Sorry if this has been asked, but I didn't find anything when searching: I have a large table of ~100k rows in SQL Server. Within each row is a date range, which in many cases spreads across multiple months (and years to a lesser extent). The ranges are typically about 30-35 days however they usually don't start at the the 1st of the month. An example of a typical date range is 01/10/2017-02/11/2017.

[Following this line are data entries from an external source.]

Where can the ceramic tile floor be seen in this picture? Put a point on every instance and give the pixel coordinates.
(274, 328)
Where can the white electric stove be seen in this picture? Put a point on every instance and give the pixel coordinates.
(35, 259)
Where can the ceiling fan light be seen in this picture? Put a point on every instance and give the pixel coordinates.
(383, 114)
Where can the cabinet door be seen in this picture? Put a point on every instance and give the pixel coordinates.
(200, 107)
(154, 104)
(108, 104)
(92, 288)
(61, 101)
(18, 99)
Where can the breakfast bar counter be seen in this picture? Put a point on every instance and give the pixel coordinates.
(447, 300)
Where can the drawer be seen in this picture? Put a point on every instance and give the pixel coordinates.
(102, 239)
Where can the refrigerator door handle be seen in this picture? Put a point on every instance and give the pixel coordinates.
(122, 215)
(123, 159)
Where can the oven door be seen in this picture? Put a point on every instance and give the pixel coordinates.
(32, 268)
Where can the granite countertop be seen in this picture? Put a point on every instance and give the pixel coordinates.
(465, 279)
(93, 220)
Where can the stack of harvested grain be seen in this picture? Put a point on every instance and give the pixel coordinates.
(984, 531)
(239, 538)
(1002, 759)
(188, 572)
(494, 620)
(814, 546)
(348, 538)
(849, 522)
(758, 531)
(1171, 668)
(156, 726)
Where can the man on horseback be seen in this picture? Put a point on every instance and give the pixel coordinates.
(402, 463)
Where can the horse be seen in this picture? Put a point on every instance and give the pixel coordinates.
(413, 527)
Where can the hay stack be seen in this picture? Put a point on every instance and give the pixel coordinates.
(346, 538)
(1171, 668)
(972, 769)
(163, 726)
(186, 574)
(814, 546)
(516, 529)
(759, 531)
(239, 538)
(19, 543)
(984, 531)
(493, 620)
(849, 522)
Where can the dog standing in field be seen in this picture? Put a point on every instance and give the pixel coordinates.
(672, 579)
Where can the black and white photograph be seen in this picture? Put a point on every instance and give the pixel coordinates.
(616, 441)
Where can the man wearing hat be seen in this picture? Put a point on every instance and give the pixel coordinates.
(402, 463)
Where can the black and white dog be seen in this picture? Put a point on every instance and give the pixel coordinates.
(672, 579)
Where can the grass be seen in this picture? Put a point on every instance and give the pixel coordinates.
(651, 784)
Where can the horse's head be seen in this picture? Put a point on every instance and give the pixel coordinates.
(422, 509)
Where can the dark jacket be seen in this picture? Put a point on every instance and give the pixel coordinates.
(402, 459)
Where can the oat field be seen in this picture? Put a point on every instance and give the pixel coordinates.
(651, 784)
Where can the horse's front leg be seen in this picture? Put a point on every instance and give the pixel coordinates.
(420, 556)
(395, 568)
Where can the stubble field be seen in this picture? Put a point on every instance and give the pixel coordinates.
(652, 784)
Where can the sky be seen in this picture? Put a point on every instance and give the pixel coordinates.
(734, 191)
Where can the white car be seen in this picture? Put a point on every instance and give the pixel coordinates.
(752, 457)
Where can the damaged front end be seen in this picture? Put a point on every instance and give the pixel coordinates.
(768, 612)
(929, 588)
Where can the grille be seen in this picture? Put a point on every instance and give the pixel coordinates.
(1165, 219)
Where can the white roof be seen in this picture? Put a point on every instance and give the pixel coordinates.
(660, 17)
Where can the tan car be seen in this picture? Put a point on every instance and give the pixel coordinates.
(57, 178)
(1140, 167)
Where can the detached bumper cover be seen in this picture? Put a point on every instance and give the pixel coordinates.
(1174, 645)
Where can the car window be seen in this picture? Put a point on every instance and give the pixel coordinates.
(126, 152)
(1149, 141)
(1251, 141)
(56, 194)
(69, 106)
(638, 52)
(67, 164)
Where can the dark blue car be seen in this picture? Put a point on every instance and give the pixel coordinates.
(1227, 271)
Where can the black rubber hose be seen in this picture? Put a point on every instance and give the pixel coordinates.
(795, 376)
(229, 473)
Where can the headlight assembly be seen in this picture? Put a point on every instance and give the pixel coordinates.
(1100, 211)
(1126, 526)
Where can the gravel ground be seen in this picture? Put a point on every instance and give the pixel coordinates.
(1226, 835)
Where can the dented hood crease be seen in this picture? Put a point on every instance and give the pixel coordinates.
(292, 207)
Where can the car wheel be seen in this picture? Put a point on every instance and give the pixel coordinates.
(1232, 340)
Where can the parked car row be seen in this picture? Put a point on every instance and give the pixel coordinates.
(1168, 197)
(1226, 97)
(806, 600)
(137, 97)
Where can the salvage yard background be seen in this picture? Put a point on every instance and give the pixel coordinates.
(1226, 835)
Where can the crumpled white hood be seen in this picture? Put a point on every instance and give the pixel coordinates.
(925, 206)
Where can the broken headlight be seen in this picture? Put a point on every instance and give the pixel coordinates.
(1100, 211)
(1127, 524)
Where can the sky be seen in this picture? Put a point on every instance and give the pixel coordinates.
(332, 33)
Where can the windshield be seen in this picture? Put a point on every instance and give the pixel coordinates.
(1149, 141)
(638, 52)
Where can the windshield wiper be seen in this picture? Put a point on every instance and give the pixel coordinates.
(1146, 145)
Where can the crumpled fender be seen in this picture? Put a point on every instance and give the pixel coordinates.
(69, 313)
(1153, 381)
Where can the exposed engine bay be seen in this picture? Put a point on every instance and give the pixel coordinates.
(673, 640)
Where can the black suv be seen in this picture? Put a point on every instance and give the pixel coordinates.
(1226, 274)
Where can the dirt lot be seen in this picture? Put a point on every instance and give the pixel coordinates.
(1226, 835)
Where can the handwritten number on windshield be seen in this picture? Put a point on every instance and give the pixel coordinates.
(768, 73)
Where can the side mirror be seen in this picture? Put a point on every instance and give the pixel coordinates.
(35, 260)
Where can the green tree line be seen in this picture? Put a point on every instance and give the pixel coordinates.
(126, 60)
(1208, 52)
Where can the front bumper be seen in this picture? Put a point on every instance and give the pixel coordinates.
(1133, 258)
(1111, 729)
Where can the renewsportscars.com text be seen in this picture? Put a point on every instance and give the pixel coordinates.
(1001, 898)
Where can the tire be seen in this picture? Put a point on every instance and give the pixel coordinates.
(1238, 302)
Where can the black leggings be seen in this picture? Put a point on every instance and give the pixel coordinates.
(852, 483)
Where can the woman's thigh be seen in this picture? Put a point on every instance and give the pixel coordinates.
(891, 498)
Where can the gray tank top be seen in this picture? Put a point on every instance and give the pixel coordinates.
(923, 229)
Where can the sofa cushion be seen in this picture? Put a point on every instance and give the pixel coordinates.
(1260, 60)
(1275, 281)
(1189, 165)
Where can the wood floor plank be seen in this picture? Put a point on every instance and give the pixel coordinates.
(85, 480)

I'm looking for the most efficient way to output the month with the most days within in that range as it's own column. I'm doing the same thing for the year
Right now I have the following in my query:
SELECT DISTINCT
a.START_DATE,
a.END_DATE,
cast(month(dateadd(day, datediff(day, a.Start_Date, a.End_Date)/2, a.Start_Date)) as tinyint) as Main_Month,
cast(year(dateadd(day, datediff(day, a.Start_Date, a.End_Date)/2, a.Start_Date)) as smallint) as Main_Year
FROM TABLE
The output from that query using the above date range example would give me:
Start_Date: 01/10/2017 End_Date: 02/11/2017 Main_Month: 1 Main Year: 2017
That method has worked alright, but it slows when being done for all rows in the table. Are there any more efficient alternatives that I can use for the Main_Month and Main_Year columns?
EDIT IN RESPONSE TO COMMENTS:
As discused in the comments above, this solution is not perfectly accurate, but it mirrors the accuracy of the original slower solution:
SELECT b.START_DATE, b.END_DATE, month(b.mid_point) as Main_Month, year(b.midpoint) as Main_Year FROM
(SELECT DISTINCT
a.START_DATE,
a.END_DATE,
dateadd(day, datediff(day, a.Start_Date, a.End_Date)/2, a.Start_Date) as mid_Point
FROM a) as b
You should be able to speed it up by making these two changes. First, only compute the datediff and dateadd once, then take it from the derived table to get the two fields you need. Next, don't bother with casting, since Month() and year() both do that for you. Were you able to see a speed difference with this method?